Apologies if my post wasn’t very clear. What I was trying to say, is that rather than go head-to-head with the competition and rival liquid biopsy platforms, AN’s preferred strategy is to work with them and complement their existing services. Sounds a good plan to me.
It’s good to have some discussion back on the board and last two day’s SP rise have been very welcome.
Yes Thompi
AN does articulate the difference between Parsortix and others in the liquid biopsy space very well. However, we are brand new to the space and others are years ahead in terms of evolution, development and market penetration. Albeit with an arguably inferior test. But they are their tests. For the reasons AN points out we have every reason to see Parsortix emerge successful in time. But if you are a patient in need today, Parsortix can only help with MBC. Hopefully Ovarian will be added shortly and prostate in around a year. I would like to see these smaller tests prove clinical relevance by having more larger studies underway just like ovarian and prostate. These are our vital pipeline. Then we can get accreditation or regulatory approval.

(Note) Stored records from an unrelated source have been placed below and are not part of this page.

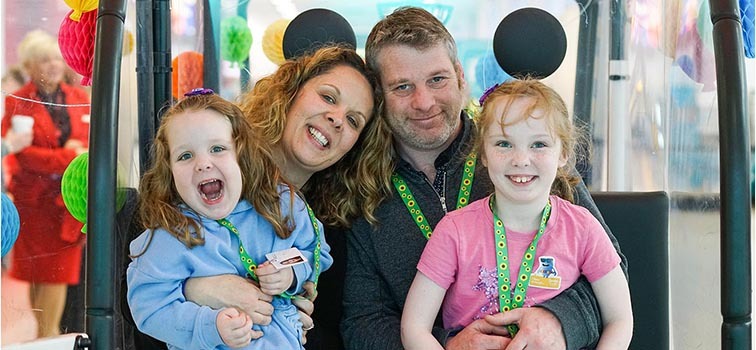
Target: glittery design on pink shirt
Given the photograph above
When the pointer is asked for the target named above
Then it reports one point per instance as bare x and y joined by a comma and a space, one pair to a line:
488, 283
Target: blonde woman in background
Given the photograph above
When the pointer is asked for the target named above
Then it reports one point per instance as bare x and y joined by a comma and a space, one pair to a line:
48, 251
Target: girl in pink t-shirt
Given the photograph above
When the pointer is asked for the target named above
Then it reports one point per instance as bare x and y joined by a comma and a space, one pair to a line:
522, 245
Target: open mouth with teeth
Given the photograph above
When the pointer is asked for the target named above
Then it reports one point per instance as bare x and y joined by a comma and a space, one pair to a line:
211, 190
320, 138
521, 179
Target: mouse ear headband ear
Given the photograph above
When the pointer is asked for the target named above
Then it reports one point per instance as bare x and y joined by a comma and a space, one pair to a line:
529, 42
199, 91
316, 28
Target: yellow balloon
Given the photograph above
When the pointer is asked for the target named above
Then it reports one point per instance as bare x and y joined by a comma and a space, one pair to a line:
273, 41
80, 6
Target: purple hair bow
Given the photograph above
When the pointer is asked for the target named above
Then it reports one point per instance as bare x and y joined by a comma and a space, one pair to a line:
486, 93
199, 91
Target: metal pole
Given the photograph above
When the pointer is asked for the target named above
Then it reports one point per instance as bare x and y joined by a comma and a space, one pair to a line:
101, 199
145, 82
734, 172
161, 23
211, 47
586, 54
241, 11
619, 90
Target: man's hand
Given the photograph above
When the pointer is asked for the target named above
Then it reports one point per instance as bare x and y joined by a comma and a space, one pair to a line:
539, 328
222, 291
479, 335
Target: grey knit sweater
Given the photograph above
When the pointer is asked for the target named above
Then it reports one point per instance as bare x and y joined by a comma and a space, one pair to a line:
382, 261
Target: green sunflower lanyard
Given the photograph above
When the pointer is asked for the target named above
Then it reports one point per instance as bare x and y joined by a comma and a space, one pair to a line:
509, 300
249, 262
463, 198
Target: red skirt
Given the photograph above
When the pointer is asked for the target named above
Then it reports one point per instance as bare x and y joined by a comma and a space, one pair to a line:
49, 244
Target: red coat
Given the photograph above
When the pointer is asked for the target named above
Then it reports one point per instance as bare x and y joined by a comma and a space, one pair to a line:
50, 241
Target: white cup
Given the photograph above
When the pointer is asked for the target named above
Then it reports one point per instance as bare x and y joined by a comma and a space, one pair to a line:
22, 123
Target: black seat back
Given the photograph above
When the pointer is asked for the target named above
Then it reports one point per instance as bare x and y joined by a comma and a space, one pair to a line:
640, 221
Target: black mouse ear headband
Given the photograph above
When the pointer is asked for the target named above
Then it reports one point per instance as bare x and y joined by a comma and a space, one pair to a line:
316, 28
528, 42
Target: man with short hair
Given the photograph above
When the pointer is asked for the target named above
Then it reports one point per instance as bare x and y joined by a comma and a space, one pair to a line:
424, 93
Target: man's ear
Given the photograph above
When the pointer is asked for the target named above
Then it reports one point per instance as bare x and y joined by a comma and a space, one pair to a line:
461, 74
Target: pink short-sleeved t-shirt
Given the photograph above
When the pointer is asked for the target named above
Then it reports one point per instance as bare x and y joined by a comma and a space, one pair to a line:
461, 257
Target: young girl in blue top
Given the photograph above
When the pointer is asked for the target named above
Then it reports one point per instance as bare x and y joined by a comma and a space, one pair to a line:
212, 205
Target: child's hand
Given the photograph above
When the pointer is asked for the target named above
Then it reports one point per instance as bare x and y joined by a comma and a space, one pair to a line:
272, 281
234, 327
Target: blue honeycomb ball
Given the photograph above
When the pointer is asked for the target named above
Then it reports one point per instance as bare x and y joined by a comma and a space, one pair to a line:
10, 224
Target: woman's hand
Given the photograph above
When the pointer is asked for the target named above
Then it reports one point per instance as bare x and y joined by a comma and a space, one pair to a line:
305, 306
274, 281
234, 327
230, 291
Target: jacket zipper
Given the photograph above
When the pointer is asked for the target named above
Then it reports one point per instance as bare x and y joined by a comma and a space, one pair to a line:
441, 196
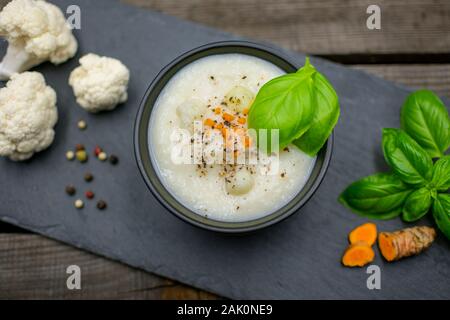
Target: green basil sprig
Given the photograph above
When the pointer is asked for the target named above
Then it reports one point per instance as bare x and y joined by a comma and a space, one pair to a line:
379, 196
441, 213
303, 106
415, 185
441, 174
407, 159
417, 205
425, 118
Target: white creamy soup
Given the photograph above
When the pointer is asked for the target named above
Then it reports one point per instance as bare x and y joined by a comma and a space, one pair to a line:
217, 92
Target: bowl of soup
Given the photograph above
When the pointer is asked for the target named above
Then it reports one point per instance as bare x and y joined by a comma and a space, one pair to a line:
196, 153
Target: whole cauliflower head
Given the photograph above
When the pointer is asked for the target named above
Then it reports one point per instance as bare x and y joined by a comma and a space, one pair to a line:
27, 116
36, 31
100, 83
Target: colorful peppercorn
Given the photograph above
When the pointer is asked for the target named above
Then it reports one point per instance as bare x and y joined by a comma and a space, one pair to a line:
88, 177
101, 205
70, 190
102, 156
81, 155
70, 155
82, 125
89, 194
113, 159
79, 204
97, 151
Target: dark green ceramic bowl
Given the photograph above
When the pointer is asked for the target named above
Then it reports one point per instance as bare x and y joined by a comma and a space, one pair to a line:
141, 141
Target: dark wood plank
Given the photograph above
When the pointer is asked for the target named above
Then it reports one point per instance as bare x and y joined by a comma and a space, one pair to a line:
34, 267
435, 77
324, 27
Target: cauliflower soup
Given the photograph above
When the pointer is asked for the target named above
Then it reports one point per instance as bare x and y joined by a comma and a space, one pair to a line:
216, 92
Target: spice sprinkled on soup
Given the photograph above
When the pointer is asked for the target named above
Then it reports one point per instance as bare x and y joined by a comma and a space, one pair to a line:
202, 113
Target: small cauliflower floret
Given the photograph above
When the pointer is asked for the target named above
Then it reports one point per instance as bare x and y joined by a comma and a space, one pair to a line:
239, 98
190, 111
36, 32
240, 182
100, 83
27, 116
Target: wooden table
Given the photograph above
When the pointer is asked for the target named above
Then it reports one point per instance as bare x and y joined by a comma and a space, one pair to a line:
412, 48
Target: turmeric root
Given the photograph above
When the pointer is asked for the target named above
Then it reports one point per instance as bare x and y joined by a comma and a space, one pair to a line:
358, 255
366, 232
406, 242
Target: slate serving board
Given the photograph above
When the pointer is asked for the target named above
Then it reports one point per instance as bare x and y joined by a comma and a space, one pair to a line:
298, 258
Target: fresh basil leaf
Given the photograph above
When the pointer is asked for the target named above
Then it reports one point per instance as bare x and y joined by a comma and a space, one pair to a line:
441, 174
425, 118
325, 117
380, 196
407, 159
417, 205
441, 213
285, 103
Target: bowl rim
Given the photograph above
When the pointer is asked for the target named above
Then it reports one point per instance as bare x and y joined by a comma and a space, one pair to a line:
194, 218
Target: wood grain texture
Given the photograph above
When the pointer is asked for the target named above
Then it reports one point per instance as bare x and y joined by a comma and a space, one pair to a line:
34, 267
435, 77
323, 26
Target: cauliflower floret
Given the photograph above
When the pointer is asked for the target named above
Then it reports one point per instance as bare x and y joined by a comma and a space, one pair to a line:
100, 83
27, 116
36, 32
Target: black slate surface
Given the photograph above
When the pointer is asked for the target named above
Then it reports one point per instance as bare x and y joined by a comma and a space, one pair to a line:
299, 258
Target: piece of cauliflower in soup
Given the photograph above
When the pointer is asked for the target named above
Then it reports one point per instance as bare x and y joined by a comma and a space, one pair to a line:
36, 31
27, 116
100, 83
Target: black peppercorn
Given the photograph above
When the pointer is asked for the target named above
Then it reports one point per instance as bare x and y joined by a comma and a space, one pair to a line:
113, 159
70, 190
101, 205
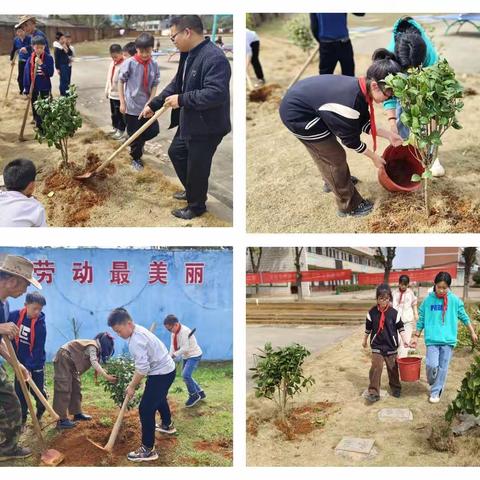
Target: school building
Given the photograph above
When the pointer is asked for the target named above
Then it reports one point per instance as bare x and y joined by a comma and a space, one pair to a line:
83, 285
282, 259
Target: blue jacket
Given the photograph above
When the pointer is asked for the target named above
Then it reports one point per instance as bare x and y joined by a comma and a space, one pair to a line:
32, 357
204, 93
18, 44
42, 78
437, 330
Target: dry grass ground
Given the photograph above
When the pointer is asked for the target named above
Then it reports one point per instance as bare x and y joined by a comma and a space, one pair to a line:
122, 198
284, 188
336, 409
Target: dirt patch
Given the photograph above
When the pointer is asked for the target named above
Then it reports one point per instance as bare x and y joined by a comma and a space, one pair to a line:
80, 452
222, 446
404, 212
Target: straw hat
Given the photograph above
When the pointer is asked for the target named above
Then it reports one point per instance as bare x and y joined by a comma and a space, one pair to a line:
24, 19
19, 266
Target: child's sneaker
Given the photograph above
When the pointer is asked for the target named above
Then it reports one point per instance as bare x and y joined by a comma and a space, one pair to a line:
137, 165
170, 429
193, 399
143, 454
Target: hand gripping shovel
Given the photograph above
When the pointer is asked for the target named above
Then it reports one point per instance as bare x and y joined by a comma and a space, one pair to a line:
49, 457
116, 428
21, 138
123, 146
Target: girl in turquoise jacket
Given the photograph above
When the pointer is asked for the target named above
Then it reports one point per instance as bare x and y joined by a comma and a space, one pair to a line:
438, 316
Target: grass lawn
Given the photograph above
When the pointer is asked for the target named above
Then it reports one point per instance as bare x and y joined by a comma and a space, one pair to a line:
204, 433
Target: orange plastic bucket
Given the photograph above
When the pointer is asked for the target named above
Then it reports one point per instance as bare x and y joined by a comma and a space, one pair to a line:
409, 368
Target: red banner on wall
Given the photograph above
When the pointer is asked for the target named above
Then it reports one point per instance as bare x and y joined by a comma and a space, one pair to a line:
419, 275
291, 277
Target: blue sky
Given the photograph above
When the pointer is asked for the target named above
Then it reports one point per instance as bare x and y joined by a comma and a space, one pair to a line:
408, 257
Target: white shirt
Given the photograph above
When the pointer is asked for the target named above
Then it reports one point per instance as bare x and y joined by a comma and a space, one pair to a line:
18, 210
187, 347
149, 353
251, 37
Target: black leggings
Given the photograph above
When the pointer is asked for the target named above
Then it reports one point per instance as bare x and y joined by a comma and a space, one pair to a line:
257, 67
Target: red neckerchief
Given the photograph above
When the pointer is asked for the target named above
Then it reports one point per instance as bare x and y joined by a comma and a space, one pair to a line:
113, 69
373, 126
145, 64
32, 65
175, 342
444, 297
21, 318
382, 318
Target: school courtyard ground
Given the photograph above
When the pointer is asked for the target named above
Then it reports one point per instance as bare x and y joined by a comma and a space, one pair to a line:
204, 433
334, 407
123, 197
284, 188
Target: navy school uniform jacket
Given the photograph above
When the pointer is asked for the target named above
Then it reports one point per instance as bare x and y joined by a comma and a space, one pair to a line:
31, 356
324, 105
43, 74
385, 342
204, 93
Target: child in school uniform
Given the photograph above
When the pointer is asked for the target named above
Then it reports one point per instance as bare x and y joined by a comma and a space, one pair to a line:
111, 92
138, 81
29, 346
405, 303
438, 316
152, 361
71, 361
184, 345
38, 69
383, 325
18, 207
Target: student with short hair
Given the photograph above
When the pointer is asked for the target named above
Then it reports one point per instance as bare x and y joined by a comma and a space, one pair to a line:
111, 91
71, 361
138, 81
29, 346
152, 361
18, 207
38, 69
184, 345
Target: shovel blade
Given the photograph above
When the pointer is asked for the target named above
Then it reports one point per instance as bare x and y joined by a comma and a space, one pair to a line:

I have seen a number of interviews & analyst presentations where AN is asked about the competition. He has always said that Parsortix can complement and enhance their services and stressed that he wants to work with them.
Sorry it’s a bit long, but this is AN’s verbatim answer to a competition related question, that the Proactive interviewer asked during the interview he gave on the day AGL received FDA approval.
“ These companies are focused on the same market area, which is liquid biopsy, but none of them are focused on recovering intact living cancer cells which are involved in spreading the disease.
These companies work with fragments of dead cells called circulating tumour DN. It only enables the investigation of DNA and actually, because the cells dead, it really gives a retrospective view. If you can get an intact cancer cell, particularly one that's in the bloodstream, spreading the disease part of the metastatic process, you've got the best possible sample for analysis and it's the closest proxy to the existing standard of care tissue biopsy. And you can look at DNA, RNA, protein expression and you can look at the actual cell. So you can look at the morphology of the cell and investigators with all number of different and laboratory techniques. So it provides a complete picture.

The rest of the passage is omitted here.